El río Bojabá comenzó a desbordarse con una frecuencia y fuerza inusuales, lo que antes era una crecida ocasional se convirtió en un patrón devastador, las lluvias se intensificaron, el agua se llevó su casa más de una vez, los cultivos se perdieron, y con ellos, también la esperanza de seguir construyendo su vida ahí,  cuando tomaron la decisión de irse, no lo hicieron huyendo del conflicto armado, sino de algo más silencioso pero igual de destructivo; el clima.

Su caso llegó a la Corte Constitucional, y en 2024, mediante la Sentencia T-123, el país reconoció por primera vez el desplazamiento forzado por causas ambientales, fue un fallo valiente, necesario y, sobre todo, realista, porque el cambio climático ya no es una amenaza del futuro, es una gravísima amenaza en el presente.

La historia de José Noé y Ana Librada podría repetirse en La Mojana, en el piedemonte llanero, en La Guajira o en los municipios costeros donde el nivel del mar comienza a tocar las puertas de los barrios más pobres, Por eso, lo que ocurrió este 23 de julio de 2025 en La Haya debe ser entendido en toda su dimensión.

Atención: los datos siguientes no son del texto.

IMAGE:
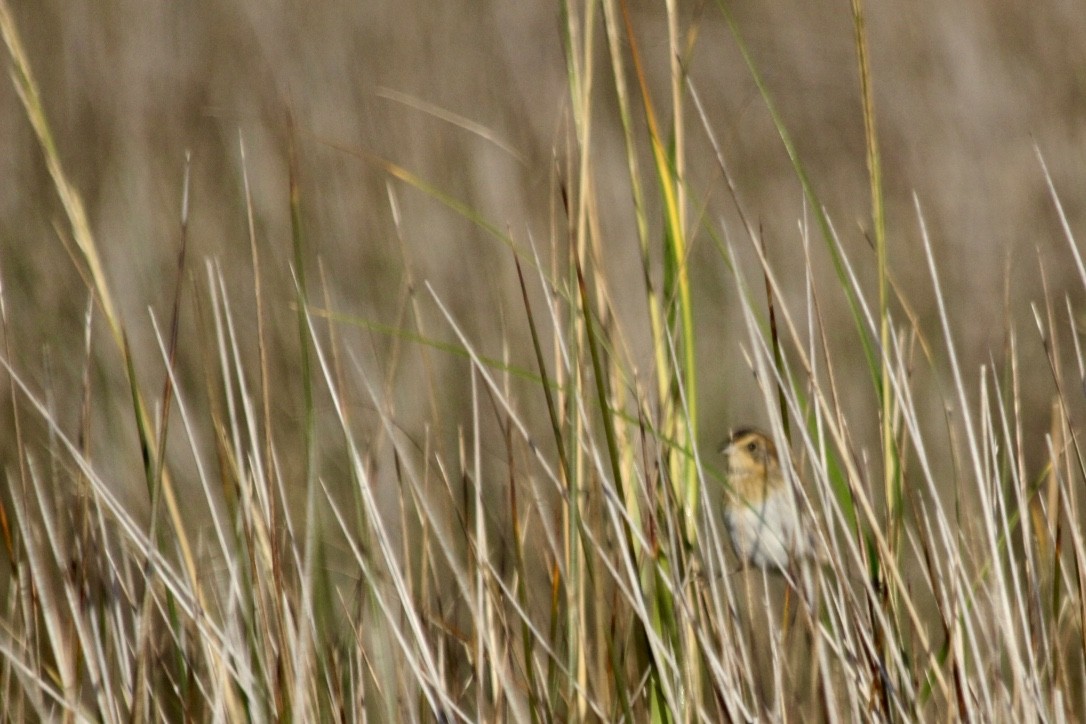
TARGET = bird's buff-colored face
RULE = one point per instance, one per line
(759, 510)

Ese día, la Corte Internacional de Justicia (CIJ) emitió una Opinión Consultiva sin precedentes sobre las obligaciones de los Estados frente al cambio climático. La decisión fue contundente; el derecho internacional no es neutral frente a esta crisis, los Estados tienen obligaciones jurídicas concretas para proteger el sistema climático y los ecosistemas amenazados por las emisiones de gases de efecto invernadero, y  cuando incumplen esas obligaciones, ya sea por acción o por omisión, deben responder legalmente.

La Corte no se limitó a reafirmar principios generales, habló de deberes específicos; mitigar las emisiones con seriedad, adaptarse a los efectos ya en curso, cooperar de buena fe entre naciones, regular a los actores privados con debida diligencia, y reparar los daños causados cuando se pueda establecer el vínculo jurídico entre el incumplimiento y el daño.

No se trata de voluntarismo normativo, La CIJ fue clara en afirmar que la responsabilidad de los Estados por daño climático no es solo política ni simbólica, es jurídica. En sus propias palabras, “el incumplimiento de las obligaciones ambientales puede constituir una forma de responsabilidad internacional jurídicamente exigible”.

Y eso implica consecuencias; desde la obligación de cesar las acciones lesivas, hasta la garantía de no repetición y, si corresponde, la reparación integral.

En su análisis, la Corte también reiteró que estas obligaciones no se circunscriben a tratados ambientales, estas alcanzan el plano del derecho internacional consuetudinario, del derecho del mar, de los derechos humanos y de los principios fundamentales como la equidad intergeneracional, el principio de precaución  y la justicia climática, y  declaró, además, que estas son obligaciones erga omnes (frente a toda la comunidad internacional) y, en el caso de los tratados climáticos, también erga omnes entre los Estados firmantes, esta distinción es clave, significa que cualquier Estado, aunque no sea directamente afectado, tiene legitimidad jurídica para exigir el cumplimiento de estas obligaciones. El cambio climático no admite indiferencia, ni distancia diplomática.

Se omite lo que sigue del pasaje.